Wednesday, August 19, 1998

------------------------------------------------------------------------

Most Personal Computers Will Be OK When New Millennium Rolls Around

  

  

THE ASSOCIATED PRESS

 

    NEW YORK -- The question of whether the year 2000 glitch will affect personal computers at home or in the office can be answered with a frustrating ``maybe.''

    Desktop computers and laptops built after 1997 and used for simple tasks such as word processing likely will have no problems when the century rolls over. But older PCs, or those running complex applications, could be bitten by the millennium bug.

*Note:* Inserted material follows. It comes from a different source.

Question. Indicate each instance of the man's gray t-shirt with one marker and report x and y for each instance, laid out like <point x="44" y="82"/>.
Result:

    Every computer has a built-in clock chip. A part of the computer called the BIOS (for Basic Input-Output System) accesses or updates the clock and is used whenever the operating system or other applications need a date calculation.

    Problems arise when the millennium rolls around. Depending on the make and model of the PC, the machine will think it is Jan. 1, 2000, or Jan. 1, 1900.

    Your checkbook program could be thrown out of whack, with checks written after Jan. 1, 2000, treated as if they were 100 years old. Computers also keep track of the date that files are created. If the date is off, the computer might erase the newest files when it goes through a hard-drive maintenance because it thinks the files have not been opened in a century.

    This is a problem primarily for people running a version of Microsoft Windows on a machine using Intel-style chips. Apple Macintosh computers, as their users often smugly point out, never had a problem computing dates past the millennium. However, this does not mean that every application for the Mac will function properly.

    How do you know if the machine that holds your checkbook is going to keep calculating dates correctly? First, set the computer clock to Dec. 31, 1999, 11:59 p.m. and wait. If the clock seems to roll over correctly, and everything seems to work fine, your BIOS is probably OK.

    Now shut off the computer and wait a few minutes. Turn it back on. Is the date still a few minutes after midnight, Jan. 1, 2000? Good, your clock chip is fine, too.